As an example, perhaps you had a difficult past with a friend who wasn’t actually your friend. You know now that you were used for your money and time and your friendship was taken for granted. After cutting your ties with this individual, you remember their toxic traits and identify how to know when somebody else is trying to do the same to you again. This example is a simple problem with a simple solution, but that approach is great for long-term health if a similar approach is taken consistently.
Be honest and permissible. Always prioritize yourself above all else- even when it’s hard to do. Realistically understand your past for what it was. In difficult pasts where we deliberately chose to do something wrong, it’s easy to remember it how we want to. You were a victim of your environment, a victim of your friends, a victim of something else out of your control. Most likely, you are correct that you were a victim. However, accountability for your actions is critical. Acknowledge any mistakes that you made, learn from them, and move on.
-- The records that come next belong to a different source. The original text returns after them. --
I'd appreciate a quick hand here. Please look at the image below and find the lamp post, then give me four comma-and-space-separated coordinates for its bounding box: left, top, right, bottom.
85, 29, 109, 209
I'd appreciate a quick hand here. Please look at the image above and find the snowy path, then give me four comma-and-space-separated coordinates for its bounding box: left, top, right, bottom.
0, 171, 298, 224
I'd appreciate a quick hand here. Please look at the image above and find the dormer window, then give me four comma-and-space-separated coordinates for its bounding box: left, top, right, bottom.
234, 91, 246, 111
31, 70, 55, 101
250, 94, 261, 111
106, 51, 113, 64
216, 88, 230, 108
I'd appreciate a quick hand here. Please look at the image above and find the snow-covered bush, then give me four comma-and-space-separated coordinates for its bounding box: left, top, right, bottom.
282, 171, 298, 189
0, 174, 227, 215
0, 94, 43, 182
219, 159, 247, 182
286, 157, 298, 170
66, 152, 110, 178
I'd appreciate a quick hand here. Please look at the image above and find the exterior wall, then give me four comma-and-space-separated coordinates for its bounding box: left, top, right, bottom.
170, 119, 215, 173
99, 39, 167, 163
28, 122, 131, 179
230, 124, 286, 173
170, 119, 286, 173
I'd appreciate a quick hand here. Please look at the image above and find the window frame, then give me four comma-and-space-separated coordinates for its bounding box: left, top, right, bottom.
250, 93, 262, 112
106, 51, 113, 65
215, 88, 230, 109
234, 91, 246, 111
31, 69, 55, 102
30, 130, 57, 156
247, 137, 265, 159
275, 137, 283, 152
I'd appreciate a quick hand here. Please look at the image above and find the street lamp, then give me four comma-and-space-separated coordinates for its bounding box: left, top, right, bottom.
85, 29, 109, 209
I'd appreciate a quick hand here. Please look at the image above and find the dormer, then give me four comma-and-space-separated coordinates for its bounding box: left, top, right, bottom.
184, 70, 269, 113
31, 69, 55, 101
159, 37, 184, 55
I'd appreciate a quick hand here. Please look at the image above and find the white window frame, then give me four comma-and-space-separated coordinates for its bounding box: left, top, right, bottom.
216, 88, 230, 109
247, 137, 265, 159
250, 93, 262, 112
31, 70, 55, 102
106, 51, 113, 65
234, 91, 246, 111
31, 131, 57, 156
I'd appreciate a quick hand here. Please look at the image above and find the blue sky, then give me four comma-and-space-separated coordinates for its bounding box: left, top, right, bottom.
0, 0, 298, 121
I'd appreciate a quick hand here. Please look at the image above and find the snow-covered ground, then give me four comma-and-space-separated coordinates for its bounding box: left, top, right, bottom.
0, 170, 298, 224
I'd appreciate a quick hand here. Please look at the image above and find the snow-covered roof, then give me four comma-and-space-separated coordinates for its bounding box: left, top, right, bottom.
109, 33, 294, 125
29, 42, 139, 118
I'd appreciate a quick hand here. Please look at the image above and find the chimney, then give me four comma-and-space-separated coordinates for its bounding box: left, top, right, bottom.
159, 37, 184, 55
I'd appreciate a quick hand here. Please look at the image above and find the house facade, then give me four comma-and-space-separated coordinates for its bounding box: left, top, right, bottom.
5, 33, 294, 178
Once you’ve honestly assessed your situation, allow yourself permission to let it go. This is a fairly long process summarized into a single sentence, but as oversimplified as it sounds, it’s necessary to learn how to look ahead. As you learn to let your past go, you can begin to shift your mindset towards being optimistic about the future.
In the scenario, if your past was controlled by a person (often true of much more traumatic cases) you had no power over, you are in a uniquely different situation. In your case, we once again recommend seeking out help. You need specialized treatment from a professional who knows how to best diagnose your particular situation.
Practice looking towards the future. Just like learning to let go of your past, you have to practice changing your mindset to be forward-facing. You are planting a seed to build on and grow with hard work. It’s proven that the ability to look forward to the future is associated with both short and long term happiness. When you take the time to create a positive view of the future, you are working on both your present and future self.
Learning to change your mindset might involve some new practices, physically, emotionally, and mentally. While you are being mindful of your new approach to the future, try out new ways to spend your time that reinforces your positive changes. Try incorporating developing new skills, meditation, exercise, or other similar activities into your routine. Anything that helps you work on long term health helps tremendously in your search for a brighter future. As you practice your new routine, you can consciously develop your outlook on tomorrow instead of yesterday.
Alongside your working routine, plan and make goals for the future: both realistic and near unachievable. Small goals will cement your progress as you achieve them, providing a mental and emotional reward for hard work. Long term goals, even if you never achieve them, provide a reason to get up every morning, a reason to keep trying to push for your short term goals. Each type of goal works together to stay motivated for your future.
In conclusion: from start to finish, recovery from your past is a process. It takes a surprising amount of effort and time to let go in a healthy manner. When you accept the challenge, you’re choosing to prioritize your long term health, which is always worth it. Try it out and you may be surprised by your efforts.